Impatriati: sufficienti due anni di residenza all’estero
A cura della redazione
L’Agenzia delle Entrate, con la risoluzione n. 51E del 6 luglio 2018, ha fornito importanti chiarimenti in merito ai requisiti necessari per la fruizione dei benefici fiscali (imponibilità del 50% del reddito prodotto in Italia) in favore dei lavoratori “impatriati”.
Si ricorda, in particolare, che, ai sensi dell’art. 16, c. 2, del D.Lgs. 147/2015, sono destinatari del beneficio fiscale in esame i cittadini dell’Unione europea o di uno Stato extraeuropeo con il quale risulti in vigore una convenzione contro le doppie imposizioni o un accordo sullo scambio di informazioni in materia fiscale, che:
- sono in possesso di un titolo di laurea e hanno svolto continuativamente un’attività di lavoro dipendente, di lavoro autonomo o di impresa fuori dall’Italia negli ultimi 24 mesi o più, o
- hanno svolto continuativamente un’attività di studio fuori dall’Italia negli ultimi 24 mesi o più, conseguendo un titolo di laurea o una specializzazione post lauream.

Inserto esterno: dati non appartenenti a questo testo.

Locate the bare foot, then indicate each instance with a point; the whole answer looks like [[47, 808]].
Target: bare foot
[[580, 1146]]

Per accedere al regime speciale per i lavoratori impatriati, la norma presuppone, inoltre, che il soggetto non sia stato residente in Italia per un periodo minimo precedente all’impatrio.
A tal fine, si osserva che l’art. 16 in commento non indica espressamente, per i soggetti di cui al comma 2, un periodo minimo di residenza estera, come, invece, previsto per i soggetti di cui al comma 1 del medesimo articolo (permanenza all’estero per i cinque periodi di imposta precedenti al trasferimento in Italia).
Considerato, tuttavia, che il citato comma 2 prevede un periodo minimo di lavoro all’estero di due anni, l’Agenzia delle Entrate ritiene che, per tali soggetti, la residenza all’estero per almeno due periodi d’imposta costituisca il periodo minimo sufficiente ad integrare il requisito della non residenza nel territorio dello Stato e a consentire, pertanto, l’accesso al regime agevolativo.